A comprar este libro ya. Por el texto, que es bellísimo como se puede leer aquí. Y por esa portada increíble.

Joeif Duroim
14 de noviembre, 2012

Salve Federico! Me encanta ese atisbo al libro! Gracias!!

Bernabe Aguado
15 de noviembre, 2012

Federico Vegas… Escritor venezolano de proyección universal. El mejor de su generación!

Dana
15 de noviembre, 2012

Es tan dificil comprender y tolerar a la gente cuando es diferente a uno……Como con todo lo que te he leído, lo voy a disfrutar. A la librería!! Gracias Federico

Marco ARC
15 de noviembre, 2012

Vaya que me parece bastante interesante, definitivamente lo tendré en cuenta!

lucia alvarez-corvaia
16 de noviembre, 2012

gracias federico por esa aproximacion polifacetica de la realidad, esta vez con nombre de pintor extrafalario, en la muestra de tu novela. y cuando usas el plural en el titulo, ¿es que hay otras semblanzas de personas cuyas conciencias y comportamiento haya sido tan irregular que pudo haber sido calificado de enfermo? -en tu novela, digo. hay “enfermedades” o “males” de los que una no se quiere curar. porque se disuelve, se transforma tanto que pasa a ser otra cosa. y ya no se es una. me encanta darle un sentido a esas irregularidades, perennemente. un abrazo y felicidades!

Alfredo Zuloaga
16 de noviembre, 2012

Felicitaciones a Federico por su ‘antesala’ de lo que debe ser un libro excelente. Lo oí en la radio hoy y debo decir que llena de placer y orgullo el tener a alguién que se refiera y escriba sobre estos temas históricos contemporáneos con tanta sencillez y tan agradablemente, y que al mismo tiempo sea una ‘enseñanza’ para nosotros.
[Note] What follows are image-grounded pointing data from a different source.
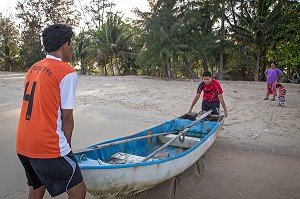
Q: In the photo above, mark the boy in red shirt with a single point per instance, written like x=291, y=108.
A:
x=212, y=95
x=281, y=96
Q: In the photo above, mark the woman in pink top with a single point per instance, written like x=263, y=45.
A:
x=272, y=78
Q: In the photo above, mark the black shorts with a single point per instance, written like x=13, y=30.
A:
x=215, y=106
x=57, y=174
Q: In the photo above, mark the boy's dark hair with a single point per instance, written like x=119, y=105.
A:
x=278, y=85
x=206, y=74
x=54, y=36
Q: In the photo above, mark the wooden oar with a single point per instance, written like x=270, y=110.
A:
x=121, y=142
x=179, y=134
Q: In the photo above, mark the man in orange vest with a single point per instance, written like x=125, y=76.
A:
x=46, y=123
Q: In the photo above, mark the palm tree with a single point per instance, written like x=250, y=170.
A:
x=82, y=52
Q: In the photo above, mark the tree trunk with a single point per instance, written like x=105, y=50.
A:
x=168, y=70
x=117, y=65
x=257, y=65
x=221, y=66
x=188, y=69
x=205, y=64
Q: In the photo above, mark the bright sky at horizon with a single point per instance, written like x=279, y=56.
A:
x=8, y=6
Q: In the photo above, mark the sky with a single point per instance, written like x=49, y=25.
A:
x=8, y=6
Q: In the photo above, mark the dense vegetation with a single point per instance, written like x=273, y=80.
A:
x=175, y=39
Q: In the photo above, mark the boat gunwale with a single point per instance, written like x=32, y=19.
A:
x=158, y=161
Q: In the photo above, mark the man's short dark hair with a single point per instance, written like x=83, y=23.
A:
x=206, y=74
x=54, y=36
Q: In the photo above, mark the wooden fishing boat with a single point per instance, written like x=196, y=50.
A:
x=132, y=164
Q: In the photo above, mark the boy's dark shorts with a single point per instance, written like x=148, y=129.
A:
x=57, y=174
x=215, y=106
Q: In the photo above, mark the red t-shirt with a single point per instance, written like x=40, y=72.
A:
x=210, y=91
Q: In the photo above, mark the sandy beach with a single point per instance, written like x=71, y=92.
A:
x=257, y=154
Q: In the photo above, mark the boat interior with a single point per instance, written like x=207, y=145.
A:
x=161, y=141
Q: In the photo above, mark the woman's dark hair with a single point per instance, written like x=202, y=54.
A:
x=206, y=74
x=54, y=36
Me recuerda -mutatis mutandi- al gran Juan Rohl.

Un abrazo,

Alfredo

Norma
1 de diciembre, 2012

Por un lado buscar el libro para reencontrarme con los placeres de la lectura…….. por el otro lado, agradecer que existe gente como el autor con la habilidad de poner en palabras los recuerdos…porque es asi… en la infancia o juventud..o solo unos años atras…la memoria cambia toda la percepcion de la realidad…..eso significa que esa realidad probablemente nunca existió….son solo recuerdos.. algunos gratos, otros oscuros….recuerdos apenas..

Rody
11 de diciembre, 2012

como que soy una de los incurables… tengo el libro en mi posesión y ya me acompaña a todas partes. mi mayor decepción? cuando a pesar de llegar temprano a mis citas o encuentros, no me dejan esperando… robándome del tiempo que tenía previsto para pasar un rato más con él. o será, en él? gracias federico vegas!